De la anécdota del film se desprende un planteamiento de ideas que gira sobre dos motivos: el del doble y el del sentimiento de la precariedad de los actos humanos. La perfección con que el bandido llega a posesionarse del rol del señor, induce a una reflexión sobre la relatividad de los condicionamientos sociales y morales. En determinado momento, el ‘Kagemusha’ llega a desempeñarse con la sabiduría y nobleza del líder fallecido. Su comportamiento contrasta con el del hijo desplazado del poder, quien al acceder finalmente a él, muestra todo el resentimiento y obnubilación del ambicioso frustrado, para terminar provocando el desastre que lo arrastrará a él, a su familia y a todo el clan.
Por otra parte, la compleja intriga involucra, en su desarrollo, una idea cara a Kurosawa: la de la fugacidad de la condición humana, la pequeñez del hombre empeñado en conquistar el poder y la gloria, al contrastar su accionar con el transcurso inexorable del tiempo y los giros imprevisibles del destino.
Es en este sentido que el film instaura un tono reflexivo, teñido de un sentimiento crepuscular, melancólico, que inevitablemente trae al recuerdo las grandes obras de un cineasta admirado por Kurosawa: el americano John Ford. Como él, el cineasta japonés nos hace participar por igual de la grandiosidad épica y del sentido de su precariedad. Kurosawa sitúa al espectador como testigo de una sucesión de hechos que culminan la obra en forma trágica y grandiosa: la expulsión del doble del palacio, una vez descubierto el engaño; la derrota del clan, conducido con dignidad impresionante por los generales, conscientes de que enfrentan una muerte segura; el heroísmo del bandido, sacrificándose en un acto que no tiene sentido para nadie más que para él mismo. Nuevamente como en Ford, el director privilegia en ese final al personaje marginal, al olvidado por todos, para extraer de su conducta el testimonio de una inolvidable lección moral.
El estilo de Kurosawa se basa en la construcción rigurosa de imágenes de gran belleza plástica que restituyen una época con exactitud documental. Estas imágenes se van articulando en una narración pausada, minuciosa, para desembocar en las dos grandes secuencias de las batallas en un tratamiento sorprendente: el montaje en ellas opera sobre todo por omisión, sugiriendo más que mostrando. Las batallas no son descritas en su integridad, sino significadas a través de acciones secundarias o por sus efectos sobre los personajes. Especialmente notable en este sentido es el combate final, cuyos momentos culminantes son expresados por primeros planos sobre el rostro del bandido que asiste, impotente, a la derrota del clan de Shingen.

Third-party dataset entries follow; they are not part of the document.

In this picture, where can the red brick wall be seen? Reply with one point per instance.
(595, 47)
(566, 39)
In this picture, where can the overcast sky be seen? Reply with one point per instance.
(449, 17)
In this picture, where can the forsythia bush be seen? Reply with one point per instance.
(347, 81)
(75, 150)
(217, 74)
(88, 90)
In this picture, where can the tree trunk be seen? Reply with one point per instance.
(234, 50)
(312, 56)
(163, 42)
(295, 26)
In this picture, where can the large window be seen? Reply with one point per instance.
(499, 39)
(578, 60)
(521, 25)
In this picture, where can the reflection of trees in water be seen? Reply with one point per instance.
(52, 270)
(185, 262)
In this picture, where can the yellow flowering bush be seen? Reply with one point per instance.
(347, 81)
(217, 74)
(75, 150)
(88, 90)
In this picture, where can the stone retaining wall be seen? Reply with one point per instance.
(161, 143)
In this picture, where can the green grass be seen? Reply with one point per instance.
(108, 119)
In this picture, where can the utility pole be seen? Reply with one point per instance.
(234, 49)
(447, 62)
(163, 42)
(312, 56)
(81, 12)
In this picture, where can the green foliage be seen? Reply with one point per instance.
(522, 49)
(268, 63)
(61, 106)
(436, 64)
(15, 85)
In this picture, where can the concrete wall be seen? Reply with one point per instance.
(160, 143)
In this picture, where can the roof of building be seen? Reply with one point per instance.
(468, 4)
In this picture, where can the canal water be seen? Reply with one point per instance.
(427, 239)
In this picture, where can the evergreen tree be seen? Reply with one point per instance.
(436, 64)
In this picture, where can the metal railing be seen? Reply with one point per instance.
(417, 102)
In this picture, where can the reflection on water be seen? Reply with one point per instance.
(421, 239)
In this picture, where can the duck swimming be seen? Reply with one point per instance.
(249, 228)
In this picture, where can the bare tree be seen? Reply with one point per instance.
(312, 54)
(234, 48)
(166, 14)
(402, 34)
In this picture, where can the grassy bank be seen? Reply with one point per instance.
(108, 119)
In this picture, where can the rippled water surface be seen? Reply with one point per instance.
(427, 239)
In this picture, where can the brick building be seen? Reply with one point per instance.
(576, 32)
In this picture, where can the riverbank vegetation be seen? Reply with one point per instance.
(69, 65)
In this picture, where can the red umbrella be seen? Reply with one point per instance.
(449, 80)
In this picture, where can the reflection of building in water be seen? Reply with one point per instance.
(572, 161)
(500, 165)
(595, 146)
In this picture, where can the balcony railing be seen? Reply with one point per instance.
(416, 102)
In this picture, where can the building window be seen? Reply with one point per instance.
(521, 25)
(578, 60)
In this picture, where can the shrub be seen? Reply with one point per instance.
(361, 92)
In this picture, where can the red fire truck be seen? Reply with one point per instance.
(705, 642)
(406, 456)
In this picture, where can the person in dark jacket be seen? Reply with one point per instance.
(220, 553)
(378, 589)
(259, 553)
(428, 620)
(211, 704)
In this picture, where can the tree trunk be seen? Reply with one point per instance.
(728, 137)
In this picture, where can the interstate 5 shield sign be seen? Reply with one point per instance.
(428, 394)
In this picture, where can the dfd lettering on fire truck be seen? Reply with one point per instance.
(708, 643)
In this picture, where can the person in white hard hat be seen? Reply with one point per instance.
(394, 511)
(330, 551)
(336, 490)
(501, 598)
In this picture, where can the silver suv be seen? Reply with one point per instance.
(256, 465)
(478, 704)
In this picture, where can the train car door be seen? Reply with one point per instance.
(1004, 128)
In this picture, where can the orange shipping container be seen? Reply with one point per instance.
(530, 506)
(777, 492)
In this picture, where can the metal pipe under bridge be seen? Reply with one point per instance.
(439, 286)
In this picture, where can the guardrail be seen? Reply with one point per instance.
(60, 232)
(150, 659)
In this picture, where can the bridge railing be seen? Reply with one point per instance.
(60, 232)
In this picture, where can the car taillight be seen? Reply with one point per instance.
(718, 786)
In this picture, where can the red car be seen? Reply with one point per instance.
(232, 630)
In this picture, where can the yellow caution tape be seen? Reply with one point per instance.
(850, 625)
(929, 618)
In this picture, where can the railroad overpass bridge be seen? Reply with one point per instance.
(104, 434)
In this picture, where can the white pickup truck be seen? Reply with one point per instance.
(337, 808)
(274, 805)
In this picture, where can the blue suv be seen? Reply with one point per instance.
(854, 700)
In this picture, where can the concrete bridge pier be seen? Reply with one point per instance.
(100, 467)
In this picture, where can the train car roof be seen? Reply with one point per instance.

Esta opción revela que lo que importa para Kurosawa es el hombre y su destino, más que el registro externo de los hechos, por espectaculares que estos sean. Podría decirse que en este film el maestro nipón ha logrado en plenitud su antigua aspiración, revelada en esta declaración suya, de la época en que realizó Los siete samurais (1954): “Una película de acción puede ser sólo una película de acción. ¡Pero qué cosa más maravillosa si puedo intentar al mismo tiempo pintar la humanidad! Ha sido mi ilusión desde la época en que era ayudante. Desde hace diez años deseo volver a replantear el drama antiguo bajo este nuevo punto de vista”.
La Tercera de la Hora, página Cine-Visión. Santiago de Chile, domingo 12 de julio de 1981. Programación Cine Arte Normandie y Cine Arte Viña del Mar.